Osada Warzelnia, w której również panował spokój, nic nie zakłócało pracy i nie zagrażało pracującym, nazwę swą — jakże oryginalnie — brała od warzonego tu potażu, środka cenionego w przemyśle szklarskim i mydlarskim. Potaż, jak wyjaśnili Geraltowi czarodzieje, otrzymywano z popiołu węgla drzewnego, który w okolicy wypalano. Geralt odwiedzał już — i zamierzał odwiedzić dzisiaj — okoliczne osady węglarzy. Najbliższa nosiła nazwę Dębowiec, a droga do niej faktycznie wiodła obok potężnego skupiska ogromnych kilkusetletnich dębów. Nawet w południe, nawet przy pełnym słońcu i bezchmurnym niebie pod dębami zawsze leżał mroczny cień.

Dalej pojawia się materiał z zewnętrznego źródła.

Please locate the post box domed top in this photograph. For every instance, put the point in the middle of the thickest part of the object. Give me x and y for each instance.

To przy dębach właśnie, niecały tydzień temu, Geralt po raz pierwszy napotkał konstabla Torquila i jego oddział.
Gdy cwałem wypadli zza dębów i obskoczyli go ze wszystkich stron, w zielonych maskujących strojach, z długimi łukami na plecach, Geralt zrazu wziął ich za Leśniczych, członków osławionej ochotniczej paramilitarnej formacji, sami siebie zwących Strażnikami Puszczy, a zajmujących się polowaniem na nieludzi, zwłaszcza elfy i driady, i mordowaniem ich na wyszukane sposoby. Bywało, że podróżujących lasami Leśniczy oskarżali o sprzyjanie nieludziom lub handlowanie z nimi, za jedno i drugie groził z ich strony lincz, a udowodnić niewinność było trudno. Spotkanie przy dębach zapowiadało się więc na drastycznie gwałtowne — Geralt odetchnął tedy z ulgą gdy zieloni jeźdźcy okazali się wykonującymi swe obowiązki stróżami prawa. Dowodzący, smagły typ o przenikliwym spojrzeniu, opowiedziawszy się jako konstabl w służbach bajlifa z Gors Velen, obcesowo i opryskliwie zażądał od Geralta wyjawienia tożsamości, a gdy ją poznał, zażyczył sobie zobaczyć wiedźmiński znak. Medalion z zębatym wilkiem nie dość, że uznany został za dowód satysfakcjonujący, to wzbudził wyraźny podziw stróża prawa. Estyma, jak się wydawało, objęła też samego Geralta. Konstabl zsiadł z konia, poprosił wiedźmina o to samo i zaprosił na chwilę rozmowy.